Osmanlı'nın yıkılmasında 1838 Baltalimanı Anlaşmasının ardından kapitülasyonların ve borç sarmalının büyük etkisi vardır. Gazi Mustafa Kemal'in en büyük hizmetlerinden biri kapitülasyonları kaldırmak olmuştur. Şimdi biz bunu bir adım daha ileri taşıma gayreti içindeyiz. Türkiye'nin IMF'ye borcu 23,5 milyar dolardı. 2013 mayısında bu borcu sıfırladık. O gün kapitülasyon, bugün IMF. Şimdi ise zaten IMF ile herhangi bir ilişki kalmadı.
Türkiye'yi faiz, kur, enflasyon prangasıyla modern kapitülasyonlara mahkum etmek isteyenlere karşı mücadele ediyoruz. Üretim, yatırım, büyüme, istihdam odaklı bir kalkınma anlayışı ile önümüze çıkarılan siyasi engelleri aşarak yolumuza devam ediyoruz. Hiçbir vatandaşımızın işinin, aşının zayi olmasına müsaade etmedik, etmeyeceğiz. Bizim politikalarımızın temelinde istihdam yer almıştır. Ülkenin zenginliğini istihdamı güçlendirerek ve refahı yaygınlaştıramayan bir devletin varlığını uzun süre sürdürmesi mümkün değildir.

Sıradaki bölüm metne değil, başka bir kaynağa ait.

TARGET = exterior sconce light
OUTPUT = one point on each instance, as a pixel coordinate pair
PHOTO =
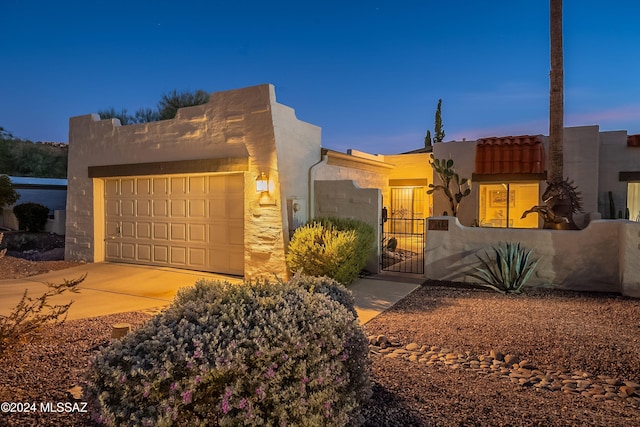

"ATATÜRK'E EN BÜYÜK ARMAĞAN OLACAĞINA İNANIYORUM"
Ülkemizi dünyanın en büyük 10 ekonomisine sokma hedefimizi 83 milyonun tamamına teşmil ederek planlıyoruz. İnşallah bugüne kadar pekçok alanda ülkemizi hedefine ulaştırdığımız gibi, ekonomide de Türkiye'yi dünyanın ilk 10'una girmesini de başaracağız, sağlayacağız. Bunun Gazi Mustafa Kemal Atatürk'e en büyük armağan olacağına inanıyorum.